A Comparison of Linear and Non-linear Data Assimilation Methods Using the NEMO Ocean Model

Lars Nerger1, Paul Kirchgessner1, Julian Toedter2 and Bodo Ahrens2, (1)Alfred Wegener Institute Helmholtz-Center for Polar and Marine Research Bremerhaven, Bremerhaven, Germany, (2)University of Frankfurt, Institute for Atmospheric and Environmental Sciences, Frankfurt, Germany
Abstract:
The assimilation behavior of the Equivalent Weights Particle Filter (EWPF) is compared to the widely used LETKF in a data assimilation application using an idealized configuration of the NEMO ocean model. The experiments show how the different filter methods behave when they are applied to a realistic ocean test case. The LETKF is an ensemble-based Kalman filter, which assumes Gaussian error distributions and hence implicitly requires a linear model. In contrast, the EWPF is a fully nonlinear data assimilation method that does not rely on a particular error distribution. The EWPF has been demonstrated to work well in highly nonlinear situations, like in a model solving a barotropic vorticity equation, but it is still unknown how the assimilation performance compares to ensemble Kalman filters in realistic situations.
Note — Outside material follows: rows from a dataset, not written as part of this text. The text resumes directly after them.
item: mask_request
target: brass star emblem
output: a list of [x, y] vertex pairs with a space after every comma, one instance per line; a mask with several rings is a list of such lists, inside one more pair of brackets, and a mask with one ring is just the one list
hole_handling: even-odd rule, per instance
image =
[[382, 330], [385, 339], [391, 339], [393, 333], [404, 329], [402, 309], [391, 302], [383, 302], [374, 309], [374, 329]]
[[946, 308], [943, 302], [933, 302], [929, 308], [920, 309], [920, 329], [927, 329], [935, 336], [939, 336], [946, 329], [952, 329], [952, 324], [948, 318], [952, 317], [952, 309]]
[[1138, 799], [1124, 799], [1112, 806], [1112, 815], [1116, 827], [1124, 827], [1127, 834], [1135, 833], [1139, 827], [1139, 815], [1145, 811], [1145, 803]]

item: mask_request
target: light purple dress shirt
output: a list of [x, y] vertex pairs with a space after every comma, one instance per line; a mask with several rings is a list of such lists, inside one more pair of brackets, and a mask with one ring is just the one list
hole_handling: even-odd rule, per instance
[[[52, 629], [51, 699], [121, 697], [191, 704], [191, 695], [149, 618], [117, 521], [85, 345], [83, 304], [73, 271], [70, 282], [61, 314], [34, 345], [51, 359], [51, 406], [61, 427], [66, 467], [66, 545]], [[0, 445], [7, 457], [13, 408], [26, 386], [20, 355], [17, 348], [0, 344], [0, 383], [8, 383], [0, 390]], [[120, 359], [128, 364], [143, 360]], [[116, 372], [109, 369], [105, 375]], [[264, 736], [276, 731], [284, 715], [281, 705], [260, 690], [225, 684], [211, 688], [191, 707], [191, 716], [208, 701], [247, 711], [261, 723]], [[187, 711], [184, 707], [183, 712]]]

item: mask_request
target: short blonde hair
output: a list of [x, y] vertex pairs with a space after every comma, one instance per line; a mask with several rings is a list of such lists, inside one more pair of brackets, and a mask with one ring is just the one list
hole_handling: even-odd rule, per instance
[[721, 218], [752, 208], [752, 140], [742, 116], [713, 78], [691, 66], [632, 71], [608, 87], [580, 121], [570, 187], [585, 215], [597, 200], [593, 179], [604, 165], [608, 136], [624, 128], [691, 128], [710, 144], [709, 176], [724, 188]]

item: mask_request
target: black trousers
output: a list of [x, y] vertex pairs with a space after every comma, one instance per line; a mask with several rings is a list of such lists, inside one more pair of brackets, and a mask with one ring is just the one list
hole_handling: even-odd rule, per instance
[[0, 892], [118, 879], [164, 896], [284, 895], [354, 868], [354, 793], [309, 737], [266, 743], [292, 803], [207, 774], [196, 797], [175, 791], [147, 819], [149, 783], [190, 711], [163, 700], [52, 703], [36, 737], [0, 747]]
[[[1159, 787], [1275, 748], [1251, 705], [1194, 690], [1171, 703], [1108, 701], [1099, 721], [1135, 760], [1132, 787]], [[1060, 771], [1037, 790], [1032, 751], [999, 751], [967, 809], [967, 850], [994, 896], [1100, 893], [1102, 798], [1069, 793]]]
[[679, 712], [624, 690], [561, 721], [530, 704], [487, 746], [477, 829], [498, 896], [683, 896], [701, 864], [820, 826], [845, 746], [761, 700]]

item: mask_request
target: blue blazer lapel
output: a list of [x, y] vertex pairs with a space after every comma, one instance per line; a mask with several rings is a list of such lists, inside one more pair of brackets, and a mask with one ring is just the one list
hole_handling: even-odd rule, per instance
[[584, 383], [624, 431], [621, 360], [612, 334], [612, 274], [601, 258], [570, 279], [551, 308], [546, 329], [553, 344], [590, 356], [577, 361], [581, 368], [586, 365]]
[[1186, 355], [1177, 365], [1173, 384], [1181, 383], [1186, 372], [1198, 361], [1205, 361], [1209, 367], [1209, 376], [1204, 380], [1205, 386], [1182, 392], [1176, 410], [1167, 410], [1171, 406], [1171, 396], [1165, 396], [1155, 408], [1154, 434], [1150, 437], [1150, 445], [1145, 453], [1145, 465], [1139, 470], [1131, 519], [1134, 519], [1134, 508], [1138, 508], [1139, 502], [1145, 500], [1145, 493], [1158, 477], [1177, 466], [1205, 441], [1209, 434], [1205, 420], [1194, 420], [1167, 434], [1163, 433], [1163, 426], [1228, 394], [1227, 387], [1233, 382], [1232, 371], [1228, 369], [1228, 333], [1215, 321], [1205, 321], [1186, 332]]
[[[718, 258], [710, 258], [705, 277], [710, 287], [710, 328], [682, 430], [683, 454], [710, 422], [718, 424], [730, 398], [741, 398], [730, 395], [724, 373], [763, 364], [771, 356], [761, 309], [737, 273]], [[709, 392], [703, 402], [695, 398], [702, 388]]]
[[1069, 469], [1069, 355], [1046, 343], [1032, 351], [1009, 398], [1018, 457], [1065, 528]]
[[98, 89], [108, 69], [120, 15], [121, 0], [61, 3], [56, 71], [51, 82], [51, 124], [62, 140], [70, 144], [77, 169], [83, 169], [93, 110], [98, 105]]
Twin assimilation experiments using a square basin configuration of the NEMO model are performed to assess the filter behavior. The configuration simulates a double gyre, which exhibits significant nonlinearity. The LETKF and EWPF are both implemented in PDAF (Parallel Data Assimilation Framework, http://pdaf.awi.de), which ensures identical experimental conditions for both filters. In the experiments, the EWPF does not succeed to outperform the LETKF. Further, the EWPF requires the explicit simulation of model errors, which represents a particular difficulty in the experiments. The model reacts very sensitively to the model error, which is difficult to tune to obtain a sufficient assimilation performance of the EWPF.